To measure header loss, harvest a portion of the field and then place a marker toward the rear of the combine and in front of the tailings discharge. Back the machine up so that the front of the header is even with the marker. Grain on the ground in the area between the header and the unharvested portion of the field is due to header loss. To determine the loss per acre, count the number of kernels or ears on the ground between the front of the combine and the unharvested corn and estimate the yield loss.
Adjustments to minimize header loss
1. Adjust the gathering snouts so that the center snout is just touching the ground when the gathering chains are 2 inches above the ground. Working out from the center, each successive snout should be about 1 inch lower than the adjacent snout. Drive with the center snout just touching the ground. This will insure that all snouts float at ground level when combining over rough ground.
2. Gathering chains should extend at least ¼ inch beyond the snapping plate when measured at the front of the plate. Control chain speed so that stalks are guided into the rolls without uprooting.
3. Snapping rolls should be set according to stalk thickness with speed correlated closely to ground speed so that the ear is snapped in the upper third of the roll. This helps reduce ear loss.
4. Deck plates should be set as wide as possible without losing ears or shelling corn off the ear. This reduces the amount of trash taken into the machine. The spacing between the plates should be 1/8 to 3/16 inch tighter at the front of the plates than at the rear. In highly variable crop conditions, paying close attention to deck plate spacing has one of the largest potentials for payback. Newer headers with automatic or hydraulically actuated deck plates have the potential to significantly reduce header losses.
5. Trash knives should usually be set as close to the rolls as possible to prevent wrapping.
Threshing loss and kernel damage
As with most other crops, cylinder or rotor adjustment has a great effect on corn quality. As much as 80% of corn kernel damage occurs during the shelling process, so careful management at this point will produce dividends throughout storage and drying. Moisture content has a large effect on the amount of damage, with fines increasing rapidly at high moisture. If possible, delay harvest delayed until moisture is between 20-25%.
Concave clearance and cylinder or rotor speed require careful adjustment, and although a great variation in hybrids exists, a few rules of thumb have been developed. Over-shelling the grain (by having the cylinder or rotor speed too high, or the clearance too tight) not only produces excess fines, but also consumer excessive power and fuel. A good way to adjust the cylinder or rotor is to begin with the clearance and speed recommended by the manufacturer (or in the middle of the suggested range), then make small changes after checking the discharge of the machine.
Adjustments to minimize threshing loss and damage
1. Concave clearance should be set so that cobs fracture into halves or pie-shaped segments. If the cobs are broken into smaller halves or quartered pieces, higher cylinder or rotor speeds will be necessary to remove the grain, which in turn can contribute to grain damage, loss, and decreased sample quality.

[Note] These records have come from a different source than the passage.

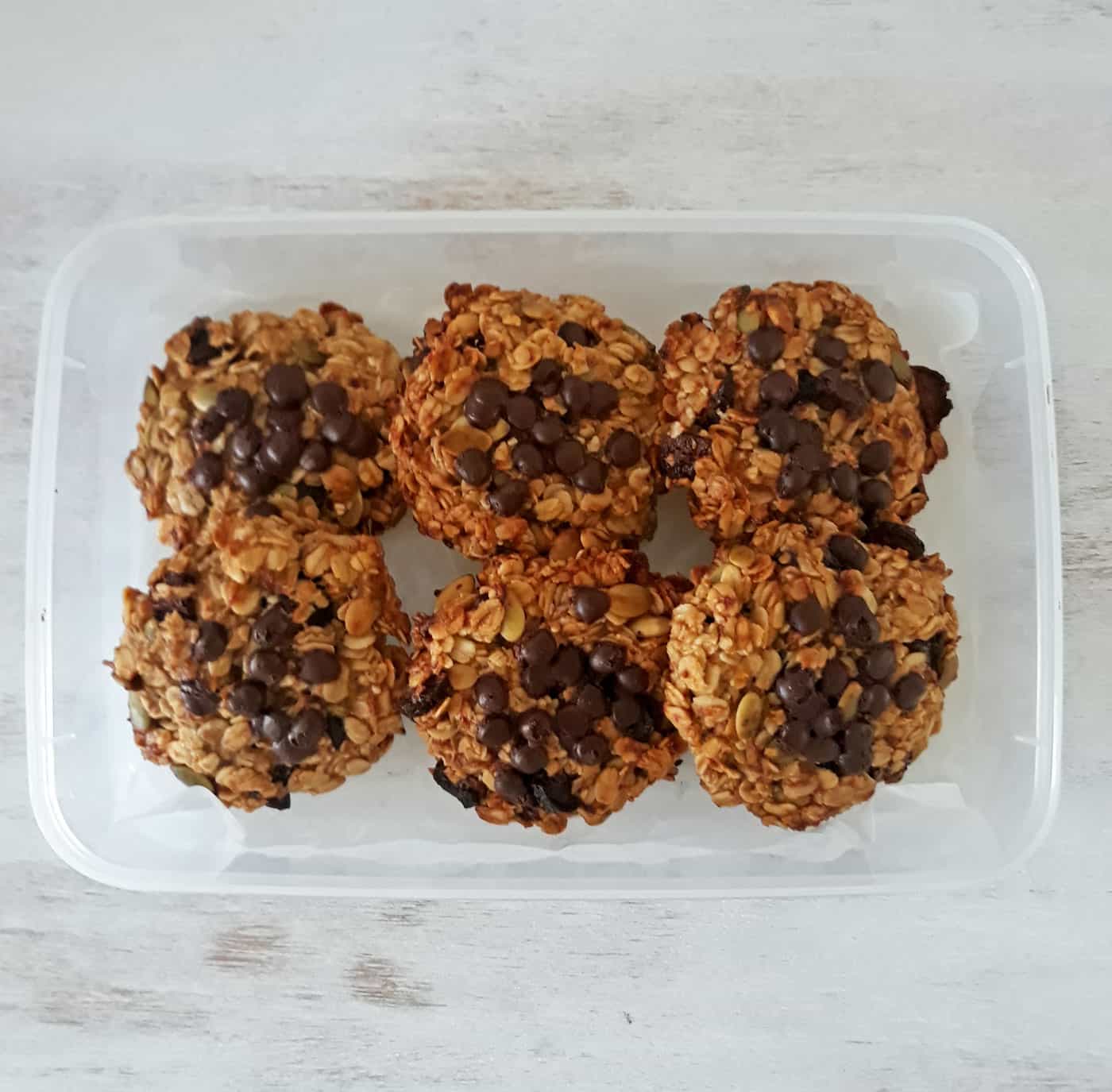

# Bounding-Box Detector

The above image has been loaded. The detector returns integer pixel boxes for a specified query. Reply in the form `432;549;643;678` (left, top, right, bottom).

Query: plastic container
27;212;1062;898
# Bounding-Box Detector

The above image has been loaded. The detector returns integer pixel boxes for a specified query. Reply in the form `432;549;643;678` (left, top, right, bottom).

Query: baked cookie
392;284;659;558
403;550;689;834
659;280;951;542
664;520;957;830
111;516;408;811
125;303;405;546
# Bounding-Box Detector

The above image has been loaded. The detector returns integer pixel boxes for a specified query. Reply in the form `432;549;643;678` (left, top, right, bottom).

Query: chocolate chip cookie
659;281;951;542
403;550;689;834
111;515;408;811
665;519;957;830
392;284;659;558
125;303;405;546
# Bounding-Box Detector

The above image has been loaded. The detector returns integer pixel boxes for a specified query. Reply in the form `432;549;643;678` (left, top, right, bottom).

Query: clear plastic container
27;212;1062;898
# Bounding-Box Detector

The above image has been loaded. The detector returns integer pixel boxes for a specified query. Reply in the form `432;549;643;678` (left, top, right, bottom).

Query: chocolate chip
553;439;587;477
251;603;297;648
857;645;896;683
559;376;590;417
400;675;451;719
189;451;223;492
190;408;225;447
431;759;486;808
506;395;537;433
262;364;309;407
826;534;868;573
911;364;954;433
757;407;797;453
228;423;262;462
831;462;861;500
589;641;625;675
555;705;590;751
320;409;355;444
776;459;811;500
529;774;579;814
572;455;606;492
509;743;548;774
522;664;553;697
892;674;926;713
787;595;826;637
228;683;267;716
606;428;640;470
814;334;848;366
456;447;492;484
529;414;565;447
611;694;642;731
517;709;553;743
259;433;301;477
297;440;333;473
551;645;587;689
251;709;289;743
857;478;895;511
556;322;598;347
311;379;347;417
489;480;531;516
190;622;228;663
659;433;711;479
475;672;509;713
857;683;892;717
573;588;611;625
865;520;926;561
748;326;784;364
247;648;286;685
494;766;529;804
618;664;648;694
759;372;800;408
529;357;564;398
575;683;607;720
572;733;611;766
475;716;514;751
186;318;222;367
834;595;881;648
512;444;545;480
587;379;620;420
776;667;815;708
178;678;218;716
300;648;340;686
273;709;328;766
861;361;896;401
857;440;892;475
325;713;347;751
517;630;557;664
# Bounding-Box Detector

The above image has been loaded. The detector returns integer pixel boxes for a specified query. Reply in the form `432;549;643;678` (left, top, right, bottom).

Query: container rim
25;209;1063;901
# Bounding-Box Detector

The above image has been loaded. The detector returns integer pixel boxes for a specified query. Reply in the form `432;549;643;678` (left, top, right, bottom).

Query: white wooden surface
0;0;1112;1092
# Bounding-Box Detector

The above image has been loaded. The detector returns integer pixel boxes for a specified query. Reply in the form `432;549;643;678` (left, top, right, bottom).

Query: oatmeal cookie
659;280;951;542
664;519;957;830
111;516;408;811
392;284;659;558
125;303;405;546
403;550;689;834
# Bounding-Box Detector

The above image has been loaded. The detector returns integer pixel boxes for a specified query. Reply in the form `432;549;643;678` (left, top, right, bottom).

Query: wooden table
0;0;1112;1092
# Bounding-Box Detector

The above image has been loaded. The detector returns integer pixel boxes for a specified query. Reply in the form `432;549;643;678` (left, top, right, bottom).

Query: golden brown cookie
392;284;659;558
403;550;689;834
665;520;957;830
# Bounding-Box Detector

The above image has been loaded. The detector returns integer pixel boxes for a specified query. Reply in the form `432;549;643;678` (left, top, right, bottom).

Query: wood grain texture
0;0;1112;1092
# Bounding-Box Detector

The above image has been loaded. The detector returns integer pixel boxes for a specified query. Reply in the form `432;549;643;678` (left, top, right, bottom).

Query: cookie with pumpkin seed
403;550;689;834
659;281;951;542
125;303;405;546
110;514;408;811
392;284;659;558
664;520;957;830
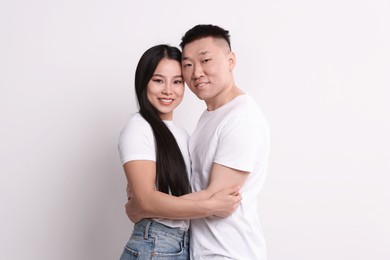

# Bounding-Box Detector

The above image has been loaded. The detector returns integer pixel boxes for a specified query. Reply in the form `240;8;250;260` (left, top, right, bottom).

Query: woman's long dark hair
135;44;191;196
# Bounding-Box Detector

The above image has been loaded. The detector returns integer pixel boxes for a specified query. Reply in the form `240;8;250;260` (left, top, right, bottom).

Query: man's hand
209;186;242;218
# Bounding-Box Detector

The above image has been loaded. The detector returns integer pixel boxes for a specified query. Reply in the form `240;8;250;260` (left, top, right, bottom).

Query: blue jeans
120;219;190;260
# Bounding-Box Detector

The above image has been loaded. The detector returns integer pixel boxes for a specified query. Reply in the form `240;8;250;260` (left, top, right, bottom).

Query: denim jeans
120;219;190;260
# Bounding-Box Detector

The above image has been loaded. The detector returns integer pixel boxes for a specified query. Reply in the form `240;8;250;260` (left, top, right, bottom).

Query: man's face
182;37;235;106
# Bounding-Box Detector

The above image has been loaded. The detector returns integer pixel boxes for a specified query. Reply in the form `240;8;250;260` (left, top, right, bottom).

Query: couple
118;25;269;260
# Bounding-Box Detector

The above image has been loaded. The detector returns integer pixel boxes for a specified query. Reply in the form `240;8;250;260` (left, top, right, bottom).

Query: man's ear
228;51;236;71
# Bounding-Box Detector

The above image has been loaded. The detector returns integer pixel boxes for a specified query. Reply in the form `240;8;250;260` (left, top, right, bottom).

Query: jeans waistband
134;219;189;245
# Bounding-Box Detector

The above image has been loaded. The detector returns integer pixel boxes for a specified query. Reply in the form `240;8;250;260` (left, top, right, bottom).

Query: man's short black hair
180;24;231;50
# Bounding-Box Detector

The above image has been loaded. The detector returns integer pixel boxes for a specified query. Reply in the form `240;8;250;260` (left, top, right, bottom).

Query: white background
0;0;390;260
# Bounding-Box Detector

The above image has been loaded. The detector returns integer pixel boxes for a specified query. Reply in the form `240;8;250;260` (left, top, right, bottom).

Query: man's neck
205;85;245;111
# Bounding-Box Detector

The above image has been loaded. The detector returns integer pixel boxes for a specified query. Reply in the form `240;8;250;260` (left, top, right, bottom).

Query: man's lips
158;98;174;105
194;82;208;88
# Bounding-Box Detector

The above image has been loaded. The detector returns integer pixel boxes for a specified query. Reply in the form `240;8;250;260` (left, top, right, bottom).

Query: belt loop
183;231;188;248
144;220;152;240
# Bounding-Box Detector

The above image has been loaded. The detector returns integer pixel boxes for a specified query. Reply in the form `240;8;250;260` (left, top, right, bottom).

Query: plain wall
0;0;390;260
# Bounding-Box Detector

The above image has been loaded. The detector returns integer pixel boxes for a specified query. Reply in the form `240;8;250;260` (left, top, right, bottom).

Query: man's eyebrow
181;51;210;61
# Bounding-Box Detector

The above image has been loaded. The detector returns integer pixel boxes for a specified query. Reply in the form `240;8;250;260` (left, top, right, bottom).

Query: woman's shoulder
121;112;152;138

2. Reduce cylinder or rotor speed to the point that an occasional kernel is left on the cob. Several studies have shown that the best compromise between unshelled grain and excessive kernel damage occurs when about 0.2% of the kernels remain on the cob.
Keep in mind that the most significant contributing factor to grain damage is cylinder or rotor speed. In addition to grain damage, excessive cylinder or rotor speed can lead to increased levels of foreign material in the grain sample.
Sieve and chaffer settings
Machinery settings can affect grain losses at the sieve and chaffer. Grain losses may be reduced by adjusting fan speed. If there is too much trash, the kernels stay in the trash through the straw walkers in a conventional combine or over the cleaning shoe in a rotary design. The kernels are then thrown out of the machine in the tailings. This can result in a windrow effect when the corn kernels germinate (Figure 4).
Figure 4. Windrowing effect from grain loss directly behind the combine. Photo by Gretchen Sassenrath, K-State Research and Extension.
Careful adjustment of the combine can improve this. If the air speed is too high, too many kernels are lost. Conversely, if air speed is too low, unnecessary foreign material is retained in the grain resulting in quality dockage at the point of delivery. Adjust chaffer and sieve to minimize grain losses in the tailings. Yield losses from cleaning operations can be measured by counting kernels behind the combine. Especially look for windrowing effects if an adequate spreader is not used.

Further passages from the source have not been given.